Now is probably a good time to talk about choosing how many clusters to create. There’s two methodologies that I know of to choose cluster sizes – use domain knowledge, or use criteria. Domain knowledge is advantageous to have. I’d love a career in consultation, though that would mean I’d be working on projects from different disciplines and domains. In this data class, I’ve had to learn just as much on subject matter (i.e. supercomputer maintenance, medical research, and network security) as I did with the data concepts themselves. With domain knowledge, it removes some guesswork to the process since you would have an intuition on what’s needed and what to look for. Otherwise, at least in this project, there are silhouette scores and BIC to look at. A silhouette score is a metric of how well data points are assigned to clusters using distance metrics.
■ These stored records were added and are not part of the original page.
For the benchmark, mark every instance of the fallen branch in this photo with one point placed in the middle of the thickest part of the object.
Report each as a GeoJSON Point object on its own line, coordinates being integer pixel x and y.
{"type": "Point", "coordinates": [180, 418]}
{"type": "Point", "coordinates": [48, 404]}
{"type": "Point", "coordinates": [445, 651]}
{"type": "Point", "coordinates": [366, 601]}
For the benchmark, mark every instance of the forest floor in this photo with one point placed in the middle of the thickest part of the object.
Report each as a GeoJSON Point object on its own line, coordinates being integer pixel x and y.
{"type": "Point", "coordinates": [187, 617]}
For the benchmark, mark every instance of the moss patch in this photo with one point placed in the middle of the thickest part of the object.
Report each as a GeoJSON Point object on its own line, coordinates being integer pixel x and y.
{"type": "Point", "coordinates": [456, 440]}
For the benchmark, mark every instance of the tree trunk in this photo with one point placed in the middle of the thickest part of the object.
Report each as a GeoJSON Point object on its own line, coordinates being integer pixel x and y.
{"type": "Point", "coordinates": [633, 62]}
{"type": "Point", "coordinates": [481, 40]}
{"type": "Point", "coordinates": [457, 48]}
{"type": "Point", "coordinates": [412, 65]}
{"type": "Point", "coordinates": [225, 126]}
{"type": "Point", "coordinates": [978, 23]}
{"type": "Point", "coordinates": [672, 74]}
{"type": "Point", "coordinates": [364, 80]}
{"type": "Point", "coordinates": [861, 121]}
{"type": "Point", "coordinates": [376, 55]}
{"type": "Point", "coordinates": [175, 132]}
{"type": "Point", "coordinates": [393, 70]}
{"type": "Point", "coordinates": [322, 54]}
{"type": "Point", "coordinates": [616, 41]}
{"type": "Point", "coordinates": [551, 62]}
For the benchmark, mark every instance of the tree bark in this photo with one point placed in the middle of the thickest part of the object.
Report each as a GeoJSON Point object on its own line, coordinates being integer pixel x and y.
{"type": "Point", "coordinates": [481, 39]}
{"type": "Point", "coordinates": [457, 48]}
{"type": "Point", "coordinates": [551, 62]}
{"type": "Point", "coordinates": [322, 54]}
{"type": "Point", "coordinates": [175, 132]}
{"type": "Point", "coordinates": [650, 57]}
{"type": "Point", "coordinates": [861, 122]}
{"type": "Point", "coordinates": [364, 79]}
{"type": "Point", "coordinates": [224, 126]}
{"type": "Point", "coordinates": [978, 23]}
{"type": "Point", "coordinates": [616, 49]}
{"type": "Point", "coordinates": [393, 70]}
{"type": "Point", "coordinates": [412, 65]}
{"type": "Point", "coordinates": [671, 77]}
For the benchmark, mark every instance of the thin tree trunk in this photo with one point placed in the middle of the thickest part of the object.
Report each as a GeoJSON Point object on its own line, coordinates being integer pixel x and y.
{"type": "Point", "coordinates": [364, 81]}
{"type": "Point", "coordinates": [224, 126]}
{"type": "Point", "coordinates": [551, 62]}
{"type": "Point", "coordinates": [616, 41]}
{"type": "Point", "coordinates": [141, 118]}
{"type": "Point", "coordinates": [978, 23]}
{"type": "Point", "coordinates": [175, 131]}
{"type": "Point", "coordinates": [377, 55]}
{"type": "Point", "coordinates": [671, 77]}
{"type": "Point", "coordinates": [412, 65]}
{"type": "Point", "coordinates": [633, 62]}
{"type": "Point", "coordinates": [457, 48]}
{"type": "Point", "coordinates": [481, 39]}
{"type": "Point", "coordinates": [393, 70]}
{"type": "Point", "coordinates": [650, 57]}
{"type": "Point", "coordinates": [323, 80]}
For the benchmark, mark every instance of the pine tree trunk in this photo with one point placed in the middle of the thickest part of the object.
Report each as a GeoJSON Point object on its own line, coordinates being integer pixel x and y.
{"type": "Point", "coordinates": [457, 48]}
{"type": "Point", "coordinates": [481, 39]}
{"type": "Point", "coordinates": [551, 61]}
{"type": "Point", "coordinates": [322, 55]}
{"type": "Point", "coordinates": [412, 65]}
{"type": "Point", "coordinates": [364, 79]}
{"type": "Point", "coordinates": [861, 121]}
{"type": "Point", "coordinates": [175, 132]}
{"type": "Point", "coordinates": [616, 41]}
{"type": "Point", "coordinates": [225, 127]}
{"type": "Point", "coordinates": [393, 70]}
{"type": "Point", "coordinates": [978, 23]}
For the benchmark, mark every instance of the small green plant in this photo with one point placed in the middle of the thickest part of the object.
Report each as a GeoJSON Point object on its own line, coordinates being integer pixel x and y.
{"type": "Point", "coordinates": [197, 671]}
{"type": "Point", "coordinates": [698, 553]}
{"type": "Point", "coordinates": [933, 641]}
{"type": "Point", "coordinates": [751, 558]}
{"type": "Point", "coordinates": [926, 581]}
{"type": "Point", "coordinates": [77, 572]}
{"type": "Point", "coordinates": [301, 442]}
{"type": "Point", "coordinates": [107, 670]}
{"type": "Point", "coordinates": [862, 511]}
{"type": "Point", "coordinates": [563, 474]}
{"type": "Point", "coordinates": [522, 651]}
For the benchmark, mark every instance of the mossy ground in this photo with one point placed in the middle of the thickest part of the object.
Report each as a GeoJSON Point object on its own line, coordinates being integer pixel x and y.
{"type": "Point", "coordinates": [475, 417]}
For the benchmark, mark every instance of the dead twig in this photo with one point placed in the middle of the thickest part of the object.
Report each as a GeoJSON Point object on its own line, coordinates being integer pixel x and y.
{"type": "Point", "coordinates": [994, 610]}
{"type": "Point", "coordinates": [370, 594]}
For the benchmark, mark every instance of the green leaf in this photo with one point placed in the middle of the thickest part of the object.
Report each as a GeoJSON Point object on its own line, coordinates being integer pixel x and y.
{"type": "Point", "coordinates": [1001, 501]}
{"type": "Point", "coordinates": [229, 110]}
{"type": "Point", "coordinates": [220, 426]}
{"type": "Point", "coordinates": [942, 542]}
It considers both how dissimilar a data point is from its own cluster (smaller is better) and how badly matched a data point is from a neighboring cluster (larger is better). Together, the closer this metric is to 1, the better a particular data point is matched to a cluster. The average scores of all the points in a cluster measure how tightly grouped all the points in the cluster are. In essence, choose a cluster size where the silhouette score is high. The Bayesian information criterion is a criterion that considers the likelihood function and parameters estimated by a model. In order to discourage overfitting by adding parameters, a penalty is added for having too many parameters. Overall, when using BIC, choose a cluster size with lower BIC scores.